Fundamentals — what a token is
- What a token is — Byte-Pair Encoding, and the anatomy of one.
- Why JSON, logs and code cost roughly 2× the tokens of prose.
- Why tokenizers aren't interchangeable — and can shift under you.
- Where the tokens actually go in a single agent request.
What a token actually is
A token is not a character and not a word. It is a subword unit — the atomic chunk a model reads and predicts. Modern models build their vocabulary with Byte-Pair Encoding (BPE): start from individual bytes, then greedily merge the most frequent adjacent pair over and over until you hit a target vocabulary size. Frequent words collapse into one token; rare words fall back to a handful of subword pieces. There is no <unknown> — every possible string is representable, in any language.
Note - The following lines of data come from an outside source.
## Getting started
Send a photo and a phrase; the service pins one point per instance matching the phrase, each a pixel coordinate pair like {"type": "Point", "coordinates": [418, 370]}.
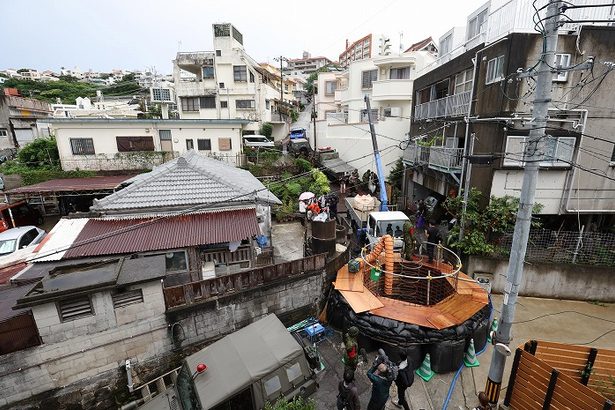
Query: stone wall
{"type": "Point", "coordinates": [214, 319]}
{"type": "Point", "coordinates": [93, 348]}
{"type": "Point", "coordinates": [550, 280]}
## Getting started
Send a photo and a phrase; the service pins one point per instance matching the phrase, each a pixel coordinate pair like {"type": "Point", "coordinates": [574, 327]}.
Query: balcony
{"type": "Point", "coordinates": [441, 159]}
{"type": "Point", "coordinates": [456, 105]}
{"type": "Point", "coordinates": [392, 90]}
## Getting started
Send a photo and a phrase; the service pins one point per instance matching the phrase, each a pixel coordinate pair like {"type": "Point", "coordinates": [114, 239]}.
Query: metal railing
{"type": "Point", "coordinates": [439, 158]}
{"type": "Point", "coordinates": [452, 106]}
{"type": "Point", "coordinates": [547, 246]}
{"type": "Point", "coordinates": [204, 290]}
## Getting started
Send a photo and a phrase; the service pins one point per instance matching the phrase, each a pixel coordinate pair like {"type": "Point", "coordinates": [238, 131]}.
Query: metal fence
{"type": "Point", "coordinates": [589, 248]}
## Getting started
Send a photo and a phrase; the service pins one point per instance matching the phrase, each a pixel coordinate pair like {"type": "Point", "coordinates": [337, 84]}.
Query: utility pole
{"type": "Point", "coordinates": [384, 206]}
{"type": "Point", "coordinates": [532, 155]}
{"type": "Point", "coordinates": [281, 59]}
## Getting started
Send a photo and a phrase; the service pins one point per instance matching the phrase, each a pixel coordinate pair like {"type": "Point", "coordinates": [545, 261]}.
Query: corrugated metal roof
{"type": "Point", "coordinates": [73, 184]}
{"type": "Point", "coordinates": [104, 237]}
{"type": "Point", "coordinates": [187, 181]}
{"type": "Point", "coordinates": [60, 238]}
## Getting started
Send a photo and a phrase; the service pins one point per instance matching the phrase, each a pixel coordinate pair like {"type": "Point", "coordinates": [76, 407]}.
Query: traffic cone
{"type": "Point", "coordinates": [494, 328]}
{"type": "Point", "coordinates": [425, 371]}
{"type": "Point", "coordinates": [469, 359]}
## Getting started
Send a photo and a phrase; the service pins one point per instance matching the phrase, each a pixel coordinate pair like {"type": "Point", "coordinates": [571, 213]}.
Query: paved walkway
{"type": "Point", "coordinates": [544, 319]}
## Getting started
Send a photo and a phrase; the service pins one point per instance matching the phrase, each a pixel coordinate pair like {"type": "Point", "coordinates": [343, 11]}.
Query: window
{"type": "Point", "coordinates": [244, 104]}
{"type": "Point", "coordinates": [165, 135]}
{"type": "Point", "coordinates": [477, 24]}
{"type": "Point", "coordinates": [272, 386]}
{"type": "Point", "coordinates": [203, 144]}
{"type": "Point", "coordinates": [368, 77]}
{"type": "Point", "coordinates": [329, 87]}
{"type": "Point", "coordinates": [208, 71]}
{"type": "Point", "coordinates": [495, 70]}
{"type": "Point", "coordinates": [208, 102]}
{"type": "Point", "coordinates": [128, 297]}
{"type": "Point", "coordinates": [27, 238]}
{"type": "Point", "coordinates": [82, 146]}
{"type": "Point", "coordinates": [224, 144]}
{"type": "Point", "coordinates": [176, 261]}
{"type": "Point", "coordinates": [562, 60]}
{"type": "Point", "coordinates": [558, 151]}
{"type": "Point", "coordinates": [240, 73]}
{"type": "Point", "coordinates": [161, 94]}
{"type": "Point", "coordinates": [75, 308]}
{"type": "Point", "coordinates": [365, 118]}
{"type": "Point", "coordinates": [463, 81]}
{"type": "Point", "coordinates": [402, 73]}
{"type": "Point", "coordinates": [130, 144]}
{"type": "Point", "coordinates": [190, 103]}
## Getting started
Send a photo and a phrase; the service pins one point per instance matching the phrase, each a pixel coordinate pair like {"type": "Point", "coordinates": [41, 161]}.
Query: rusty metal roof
{"type": "Point", "coordinates": [73, 184]}
{"type": "Point", "coordinates": [109, 237]}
Three consequences fall straight out of how BPE works, and they drive the whole course:
- Structured text is expensive. Prose lands near ~4 characters per token; JSON, logs and code are roughly 2× denser because punctuation, indentation and
snake_case/camelCaseboundaries break merges into many short tokens. Agents traffic almost entirely in structured text — tool calls, file contents, stack traces — so they live in the expensive regime. - Tokenizers are not interchangeable. Every model family segments differently. You cannot estimate one model's tokens with another's tokenizer — and even within a family it can shift: Anthropic's newer tokenizer (introduced with Opus 4.7) produces roughly 30% more tokens than older models for the same text, and billing follows the new count. Always count with the target model's tokenizer.
- Tokens are the unit of both the bill and the budget. The context window is denominated in tokens; price is per-token; and output costs several times more than input (Opus 4.8: $5/M in, $25/M out — a 5× ratio). Input dominates agent bills anyway, for the reason you'll see next.
Where the tokens go — anatomy of one request
Here is where most cost surprises come from. A single agent turn is not "the user's question." The API is stateless, so every turn re-sends the entire working set. A typical request, before the model has read a single word of your actual task, already carries:
The biggest, most-overlooked sources of waste, with the hardest public numbers we have:
- Tool definitions, repeated every turn. Anthropic has reported tool definitions consuming 134K tokens before optimization, and a typical five-server setup spending ~55K tokens before the conversation even starts. Paid on every single turn.
- Tool-result bloat. Logs, JSON dumps, file contents and search results get appended to history and replayed on every subsequent turn, long after they're stale. Keeping intermediate results out of context cut one Anthropic research workload from 43,588 → 27,297 tokens (−37%).
- History re-send. The whole transcript goes back up the wire each turn — the single largest growing cost, and the subject of Module 2.
- Redundant retrieval. RAG often injects overlapping, low-signal chunks; context is a finite attention budget with diminishing returns, so more tokens can mean worse answers, not just costlier ones.
- A token is a BPE subword unit; structured text (JSON, code, logs) costs ~2× the tokens of prose — and agents live in that expensive regime.
- Count tokens with the target model's tokenizer; they're neither portable across families nor fixed within one.
- Most of an agent request is scaffolding (system prompt, tool schemas, history, stale tool results) — not your task. That gap is where compression lives.